On 2014’s Hillbillies and Holy Rollers, Williams serves up an assortment that is weighted evenly between originals and other people’s songs, but his renditions of the latter are Jason D. Williams through and through. Joe Ely’s “Fingernails” ends up serving as a theme song of sorts: Williams pounds the daylights out of the ivories while explaining that “I leave my fingernails long so it clicks when I play the piano.” He’s as comfortable playing flowery licks on weepers like Hank Williams’ “You Win Again,” and though Elvis cut the most well known version of “Mean Woman Blues,” Jason makes the tune his own. And he demonstrates his command of uptempo tent-revival gospel with the album’s two final cuts, “Old Time Religion” and “I’ll Fly Away.”

Jason returned to Sun Studio for Hillbillies and Holy Rollers, and the studio’s aesthetic formed an important part of the sound captured there. Williams says that all the album’s songs were recorded in “one take. On everything except ‘You Win Again,’ where I went in and added strings afterward. If we messed up, we’d just start over. And we just had a mic in the middle of the room.”

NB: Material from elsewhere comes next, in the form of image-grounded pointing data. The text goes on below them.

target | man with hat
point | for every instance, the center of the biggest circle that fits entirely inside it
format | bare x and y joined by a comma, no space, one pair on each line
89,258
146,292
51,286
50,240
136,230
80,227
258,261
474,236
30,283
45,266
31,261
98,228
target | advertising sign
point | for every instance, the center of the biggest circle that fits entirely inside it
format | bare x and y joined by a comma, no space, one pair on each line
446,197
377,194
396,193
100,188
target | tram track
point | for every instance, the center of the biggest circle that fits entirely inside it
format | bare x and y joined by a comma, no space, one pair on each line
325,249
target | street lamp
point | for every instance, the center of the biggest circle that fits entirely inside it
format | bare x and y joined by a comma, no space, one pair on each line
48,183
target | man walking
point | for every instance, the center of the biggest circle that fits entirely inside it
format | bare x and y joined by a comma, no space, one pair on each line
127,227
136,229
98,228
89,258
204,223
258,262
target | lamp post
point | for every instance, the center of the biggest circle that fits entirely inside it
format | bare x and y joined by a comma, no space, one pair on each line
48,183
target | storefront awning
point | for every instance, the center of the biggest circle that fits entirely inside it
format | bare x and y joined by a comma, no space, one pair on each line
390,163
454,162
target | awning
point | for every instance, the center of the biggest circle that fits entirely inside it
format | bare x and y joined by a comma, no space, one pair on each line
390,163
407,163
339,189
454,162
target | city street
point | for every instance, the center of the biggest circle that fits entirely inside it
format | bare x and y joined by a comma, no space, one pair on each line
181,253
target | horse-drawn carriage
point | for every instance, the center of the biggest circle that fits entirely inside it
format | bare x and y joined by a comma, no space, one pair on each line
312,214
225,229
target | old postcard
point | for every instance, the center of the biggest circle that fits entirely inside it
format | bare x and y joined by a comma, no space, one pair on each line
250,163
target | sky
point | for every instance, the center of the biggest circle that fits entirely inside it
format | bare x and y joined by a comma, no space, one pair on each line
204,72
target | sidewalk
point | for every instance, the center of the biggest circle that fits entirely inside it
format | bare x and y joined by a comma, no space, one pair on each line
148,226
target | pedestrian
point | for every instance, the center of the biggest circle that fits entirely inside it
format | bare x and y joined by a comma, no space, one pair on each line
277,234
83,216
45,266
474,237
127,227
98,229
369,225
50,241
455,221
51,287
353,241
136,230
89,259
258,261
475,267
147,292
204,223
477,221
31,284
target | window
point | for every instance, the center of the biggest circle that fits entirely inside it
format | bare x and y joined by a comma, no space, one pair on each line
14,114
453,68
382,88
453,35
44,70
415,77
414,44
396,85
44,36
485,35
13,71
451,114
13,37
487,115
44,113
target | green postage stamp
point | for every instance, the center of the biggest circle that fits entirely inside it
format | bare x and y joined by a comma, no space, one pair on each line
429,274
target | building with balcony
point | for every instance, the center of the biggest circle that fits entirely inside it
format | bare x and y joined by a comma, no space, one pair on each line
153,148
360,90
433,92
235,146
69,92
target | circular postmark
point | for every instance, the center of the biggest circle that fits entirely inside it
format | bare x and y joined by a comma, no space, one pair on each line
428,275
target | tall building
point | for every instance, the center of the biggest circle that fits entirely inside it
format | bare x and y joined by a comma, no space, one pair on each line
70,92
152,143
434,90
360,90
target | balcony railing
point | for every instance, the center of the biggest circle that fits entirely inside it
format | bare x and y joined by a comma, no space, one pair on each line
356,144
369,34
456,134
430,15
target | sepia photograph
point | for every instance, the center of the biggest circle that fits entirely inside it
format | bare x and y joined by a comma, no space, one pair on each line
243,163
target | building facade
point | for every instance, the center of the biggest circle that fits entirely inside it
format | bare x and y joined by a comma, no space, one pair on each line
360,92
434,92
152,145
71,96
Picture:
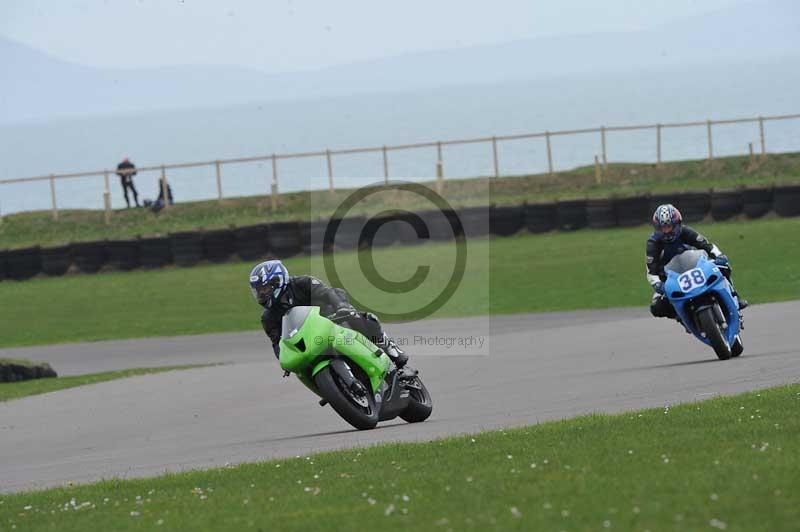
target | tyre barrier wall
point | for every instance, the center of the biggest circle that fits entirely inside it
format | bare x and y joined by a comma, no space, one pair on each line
56,261
23,263
725,205
786,201
155,252
252,241
124,255
571,215
756,202
219,245
600,213
285,239
89,257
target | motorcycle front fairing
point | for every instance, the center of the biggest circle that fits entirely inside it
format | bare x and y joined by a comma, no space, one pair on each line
309,342
703,281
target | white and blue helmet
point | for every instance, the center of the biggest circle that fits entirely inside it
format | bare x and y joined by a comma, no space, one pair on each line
268,281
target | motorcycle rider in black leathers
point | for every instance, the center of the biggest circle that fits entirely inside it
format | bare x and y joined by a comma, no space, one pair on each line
672,238
277,292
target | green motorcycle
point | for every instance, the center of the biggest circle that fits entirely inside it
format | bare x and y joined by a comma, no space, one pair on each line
349,372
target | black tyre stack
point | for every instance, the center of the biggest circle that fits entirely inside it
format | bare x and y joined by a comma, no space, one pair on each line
476,221
541,217
155,252
286,239
349,233
314,237
571,215
23,263
507,220
726,204
123,255
380,231
786,200
252,241
756,202
219,244
632,212
89,257
56,260
2,264
600,213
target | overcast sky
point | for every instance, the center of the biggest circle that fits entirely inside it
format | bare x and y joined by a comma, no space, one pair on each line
279,35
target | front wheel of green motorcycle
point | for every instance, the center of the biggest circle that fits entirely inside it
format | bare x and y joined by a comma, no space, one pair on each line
357,409
420,404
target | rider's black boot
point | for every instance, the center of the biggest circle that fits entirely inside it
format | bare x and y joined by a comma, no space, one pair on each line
397,355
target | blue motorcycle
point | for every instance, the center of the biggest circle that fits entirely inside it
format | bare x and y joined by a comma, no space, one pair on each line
704,302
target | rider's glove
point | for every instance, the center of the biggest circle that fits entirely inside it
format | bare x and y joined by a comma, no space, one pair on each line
721,260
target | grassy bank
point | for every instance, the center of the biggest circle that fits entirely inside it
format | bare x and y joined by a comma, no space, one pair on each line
16,390
522,273
26,229
726,463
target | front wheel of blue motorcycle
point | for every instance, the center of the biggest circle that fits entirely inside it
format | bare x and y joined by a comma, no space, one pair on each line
356,408
738,347
420,404
709,325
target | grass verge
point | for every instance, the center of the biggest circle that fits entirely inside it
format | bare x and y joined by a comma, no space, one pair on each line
726,463
16,390
32,228
525,273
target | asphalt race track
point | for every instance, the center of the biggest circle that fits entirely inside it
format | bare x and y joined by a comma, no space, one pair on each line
531,368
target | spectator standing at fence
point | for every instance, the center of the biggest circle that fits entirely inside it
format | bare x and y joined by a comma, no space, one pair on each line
126,170
159,203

“You know,” Williams continues, “Roy Orbison said that he became a stronger singer every time he recorded at Sun. He had to sing over the instruments, the way they used to record. And I could certainly see what he was talking about when I recorded there, too.”

Though his trademark sound is to most ears an aggressively attacked acoustic piano, most days Williams plays an amplified Kawai. He favors a model that he says the company “stopped making in 1980,” and he has made an effort to find as many as possible of that increasingly-rare model for himself ever since. For live gigs – Williams tours to more than 160 dates annually – he’s joined by a guitarist, bassist and drummer. He chuckles and adds that the band is occasionally augmented by “another piece on the end: violin, saxophone, trombone…anything, as long as they can add to the show!”

These days, there are still a few items remaining on Jason D. Williams’ bucket list. Jerry Lee Lewis “lives just down the street; we visit from time to time.” And though it hasn’t happened recently (they have played together informally a select few times), Williams hopes that he will once again get to share a performance stage with his biological father. Until – and doubtless after – that happens, concertgoers will get the chance to see a high energy show that builds on the music foundation of old.